In a statement to AZ Family, the Queen Creek Unified School District defended its policy, saying it is “committed to ensuring fairness, integrity, and equal opportunity in all athletic programs for both boys and girls.”

“In this particular case, the student has been enrolled in QCUSD since elementary school and has been registered as a biological female throughout their time in our district. The day before basketball tryouts, the parent submitted a new birth certificate and a doctor’s note indicating a gender change. Our schools rely on a student’s original birth certificate at birth to determine athletic eligibility.

“This student’s parent reached out to our district and asked for help finding a solution. We informed the parent that documentation such as a chromosome analysis could be considered to help support or verify eligibility in accordance with policy.”

According to KNXV, there have been no prior incidents in which a school has required a family to subject their child to genetic testing to determine their eligibility to compete in junior high school-level sports.

The Jacksons say they will have Laker try out for the girls’ team if the district leaves them no other option — a decision they blame squarely on administrators.

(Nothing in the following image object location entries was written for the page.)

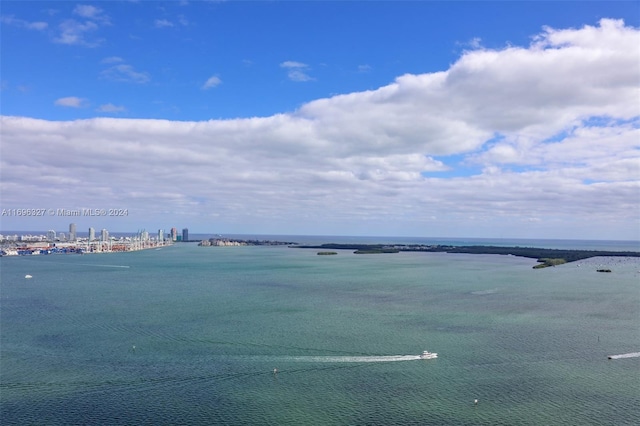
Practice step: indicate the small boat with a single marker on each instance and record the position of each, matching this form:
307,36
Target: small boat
428,355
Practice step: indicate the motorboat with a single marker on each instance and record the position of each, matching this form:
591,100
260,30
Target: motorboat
428,355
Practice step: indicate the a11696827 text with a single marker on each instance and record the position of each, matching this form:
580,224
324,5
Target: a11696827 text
61,212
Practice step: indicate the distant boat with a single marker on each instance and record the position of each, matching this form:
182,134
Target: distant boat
428,355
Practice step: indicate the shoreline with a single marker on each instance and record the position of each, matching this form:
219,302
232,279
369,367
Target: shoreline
545,257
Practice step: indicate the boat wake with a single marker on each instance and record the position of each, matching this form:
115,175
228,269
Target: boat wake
337,359
629,355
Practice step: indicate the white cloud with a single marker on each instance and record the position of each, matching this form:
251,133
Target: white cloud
73,32
125,73
163,23
211,82
547,136
12,20
296,71
111,108
91,12
71,101
112,60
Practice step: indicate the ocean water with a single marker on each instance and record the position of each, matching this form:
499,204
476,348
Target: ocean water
192,335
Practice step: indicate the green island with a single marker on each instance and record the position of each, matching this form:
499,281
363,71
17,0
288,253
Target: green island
546,257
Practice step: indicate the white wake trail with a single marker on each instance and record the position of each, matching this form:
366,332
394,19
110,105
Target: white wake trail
629,355
336,359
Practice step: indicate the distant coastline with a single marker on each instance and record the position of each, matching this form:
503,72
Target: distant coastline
546,257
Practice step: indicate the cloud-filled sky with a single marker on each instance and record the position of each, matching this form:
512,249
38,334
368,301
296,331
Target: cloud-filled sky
432,119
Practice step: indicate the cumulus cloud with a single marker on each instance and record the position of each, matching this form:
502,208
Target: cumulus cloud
296,71
12,20
211,82
111,108
125,73
91,12
547,135
163,23
71,101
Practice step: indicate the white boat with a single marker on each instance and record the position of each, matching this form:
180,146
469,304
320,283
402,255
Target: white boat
428,355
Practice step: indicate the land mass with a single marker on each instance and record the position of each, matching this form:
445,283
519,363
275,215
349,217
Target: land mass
546,257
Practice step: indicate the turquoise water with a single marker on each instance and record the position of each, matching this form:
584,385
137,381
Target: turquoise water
191,335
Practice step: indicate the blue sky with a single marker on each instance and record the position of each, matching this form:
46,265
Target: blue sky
367,118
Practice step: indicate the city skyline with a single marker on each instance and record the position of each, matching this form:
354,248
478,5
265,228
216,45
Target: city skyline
430,119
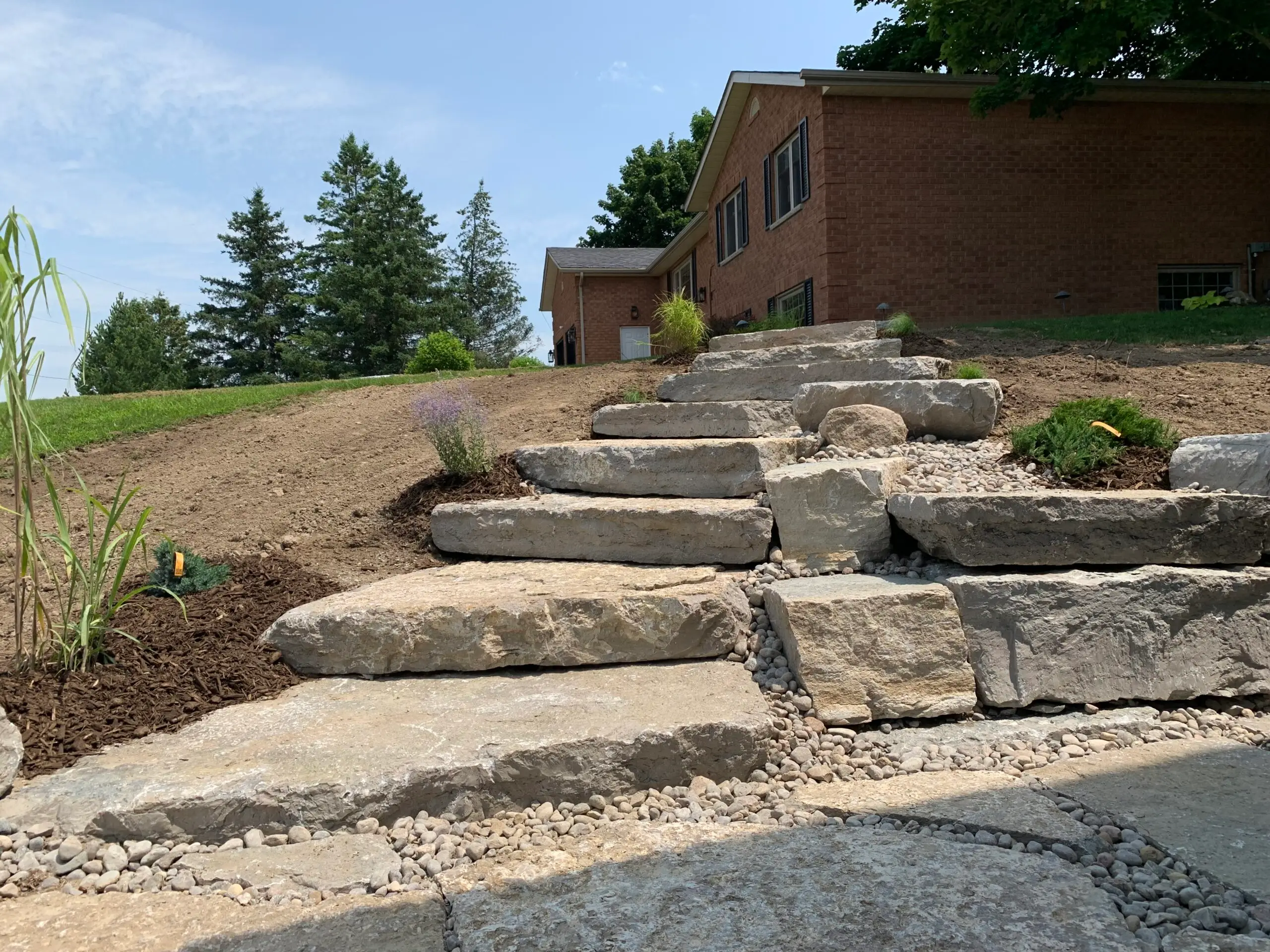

“I feel like it’s setting a precedent for both people who are pro-trans and people who maybe have an issue with it, because in the end, the precedent they’re setting is it doesn’t matter what paperwork or information you show us or give us, we are going to force a biological boy to play with the girls,” Becky Jackson, who has advocated for transgender children, told KNXV.

Indeed, the district’s stubborn insistence on a letter-of-the-law approach to birth certificates — seemingly driven by a desire to prevent transgender athletes from competing on teams that don’t match their assigned sex at birth — is what’s keeping the situation from being resolved.